A snapshot of Queen’s photographers

Photographers discuss their styles and the role of photography in the modern age

The Do it for the Grain zine opts for a minimalist design
Supplied by Kenneth Boulin
Photographs are a foundational part of the modern human experience. The media allows for cross-generational sharing of common experiences and worldly perceptions. 
In interviews with The Journal, two photographers at Queen’s discussed storytelling and their personal interest in photography. Kenneth Charlebois, M.PL. ’24, and Sean McHale, PhD ’24, have gone back to the medium’s roots by shooting on analog cameras.
With 36—or fewer—exposures per roll of film, McHale and Charlebois use their photos as a means of expressing their personal interests. 
For Charlebois, his undergraduate studies in Industrial Design have informed his eye on composition. He credits his education for developing his problem-solving skills. 
“I’m kind of just a walk-around photographer,” Charlebois said. “I’m mostly focused on photos of the built environment and our interaction with the natural environment.”
For McHale, taking an undergraduate Archeology course got him thinking about the role of photos in material culture in his locale of Manchester.  
“I was studying petroleum geology and [...] oil was something that I was really amazed with at that time,” McHale said. 
McHale said despite his potential educational goals, he often consumes critical media in the form of a photobook by Edward Burtynsky, a celebrated Canadian photographer known for his depictions of humans’ industrial footprint.
“The images [Burtynsky] makes are very beautiful. They’re also depicting—depending on what you think—not such a beautiful practice,” McHale said. 
“Cottonopolis” is McHale’s favourite collection of photos in his portfolio. The series covers changes to his home city and the evolution of landscapes.

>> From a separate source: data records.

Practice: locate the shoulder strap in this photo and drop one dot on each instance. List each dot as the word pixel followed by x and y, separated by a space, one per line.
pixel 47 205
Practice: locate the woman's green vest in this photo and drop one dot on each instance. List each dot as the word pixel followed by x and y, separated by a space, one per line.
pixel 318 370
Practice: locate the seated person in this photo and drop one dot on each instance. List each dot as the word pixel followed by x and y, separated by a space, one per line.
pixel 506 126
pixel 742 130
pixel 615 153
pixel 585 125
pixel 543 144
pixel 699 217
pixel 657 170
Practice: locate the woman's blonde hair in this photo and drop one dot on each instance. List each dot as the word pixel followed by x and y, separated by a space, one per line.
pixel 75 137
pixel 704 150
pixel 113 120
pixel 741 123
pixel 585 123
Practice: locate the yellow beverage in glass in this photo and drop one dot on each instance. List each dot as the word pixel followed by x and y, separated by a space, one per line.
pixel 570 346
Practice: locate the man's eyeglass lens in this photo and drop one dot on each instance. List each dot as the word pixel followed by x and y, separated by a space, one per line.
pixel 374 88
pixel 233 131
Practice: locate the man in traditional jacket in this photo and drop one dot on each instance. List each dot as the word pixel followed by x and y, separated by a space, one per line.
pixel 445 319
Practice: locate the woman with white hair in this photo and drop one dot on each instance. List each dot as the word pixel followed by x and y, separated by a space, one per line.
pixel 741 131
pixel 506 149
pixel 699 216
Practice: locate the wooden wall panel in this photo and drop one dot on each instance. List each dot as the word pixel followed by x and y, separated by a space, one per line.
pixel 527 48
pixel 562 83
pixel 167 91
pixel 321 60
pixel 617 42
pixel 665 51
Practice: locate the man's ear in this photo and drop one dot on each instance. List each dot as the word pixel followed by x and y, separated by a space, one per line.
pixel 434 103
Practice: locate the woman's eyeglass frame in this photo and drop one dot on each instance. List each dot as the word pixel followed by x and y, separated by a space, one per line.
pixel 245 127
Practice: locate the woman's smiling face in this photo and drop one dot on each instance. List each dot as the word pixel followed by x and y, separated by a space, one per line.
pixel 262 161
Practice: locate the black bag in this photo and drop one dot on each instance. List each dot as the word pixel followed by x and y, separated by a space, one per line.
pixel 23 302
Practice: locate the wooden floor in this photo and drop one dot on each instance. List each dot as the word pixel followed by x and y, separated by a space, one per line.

“You have pristine fibreglass and steel, and what I would call swanky apartments in quite rundown areas. You have the canals, which in some cases are under the city,” he said. 
Ingrained in McHale’s photos—and at the forefront of his Cottonopolis series—is the tranquility within a dynamic world. The title is a nod towards Manchester’s days as a “capitalist centre of the world” in the 19th century as a cotton market hub. 
Meanwhile, Charlebois curates the Do It For The Grain zine, which is a film photography publication designed to be welcoming and inclusive. 
The zine relies on submissions from community members, receiving close to 200 per month. The zine’s submission form allows people to self-identify as part of a “priority group,” including BIPOC and LGBTQIA.
“With that, we try to create a vibe at the same time,” he explained. “The images have to flow; it is still a curated thing. We think of it as a mini exhibition of sorts.”
“Do It For The Grain” is a pun on the expression “do it for the gram,” referring to the grainy nature of photographic film. 
However, Charlebois was initially hesitant about uploading inherently physical photographs online.
“The internet just didn’t feel appropriate for sharing physical images,” he said.
So, rather than posting them to Instagram, he chose to expose local photographers’ work through a concrete medium.
McHale noted how Instagram feeds are often “highly curated”—the dozens of photos that don’t make the cut typically remain unseen. However, the beginning of McHale’s photography journey was the opposite of this: the finite number of frames on his roll of film taught him to shoot selectively.
Charlebois also said shooting on film has taught him to be more selective in his digital photography. He prefers waiting for the right moment—Henri Cartier-Bresson would approve.
“Every time you take a photo, you’re sacrificing a dollar on film and development,” Charlebois said. 
For that reason, Do It For The Grain sets prices of its workshops and zine subscription as pay-what-you-can.
Scarcity is not his only concern.
“You’re also sacrificing that moment in time in order to capture it. If you’re just hanging out with friends, you’re interrupting that moment to take the photo.”